Mavenclad (cladribine) appears to be better at lowering relapse rates during the first two years of disease in relapsing-remitting multiple sclerosis (RRMS) patients than other MS therapies, including interferon, Copaxone (glatiramer acetate) and Tecfidera (dimethyl fumarate), a head-to-head observational study found.
Mavenclad, however, was less effective at reducing these rates than Tysabri (natalizumab).

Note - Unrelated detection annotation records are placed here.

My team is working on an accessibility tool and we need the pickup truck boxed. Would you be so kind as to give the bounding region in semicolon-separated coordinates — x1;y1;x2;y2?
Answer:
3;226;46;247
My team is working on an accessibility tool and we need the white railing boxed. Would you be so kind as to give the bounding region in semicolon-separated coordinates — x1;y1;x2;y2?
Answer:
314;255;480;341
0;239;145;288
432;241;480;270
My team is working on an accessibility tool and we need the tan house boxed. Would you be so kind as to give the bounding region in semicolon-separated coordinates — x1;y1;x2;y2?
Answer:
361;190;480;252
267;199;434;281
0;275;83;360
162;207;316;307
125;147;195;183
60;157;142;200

The study “Cladribine vs other drugs in MS,” comparing data from Mavenclad’s pivotal trial with data collected on patients across Italy on a first disease-modifying therapy, was published in the journal Neurology.
Mavenclad, developed and marketed by EMD Serono (known as Merck KGaA outside North America), is an oral, short-course therapy approved for relapsing forms of MS in more than 50 countries, including in the U.S., European Union, Australia, and Canada.
The therapy, given in two treatment courses of two weeks each, separated by about one year, works by lowering the number of immune cells in the bloodstream, the cause of neurodegeneration in MS.
In the CLARITY study, 1,326 RRMS patients were randomized to a placebo or to one of two doses of Mavenclad, 3.5 and 5.25 mg/kg. The approved dose is 3.5 mg/kg.
Results showed that both doses were superior to placebo in suppressing relapses, and in increasing the time patients remained relapse-free. Treatment with 3.5 mg/kg of Mavenclad reduced the risk of six-month disability progression by 47%, compared with placebo, as measured by the expanded disability status scale (EDSS).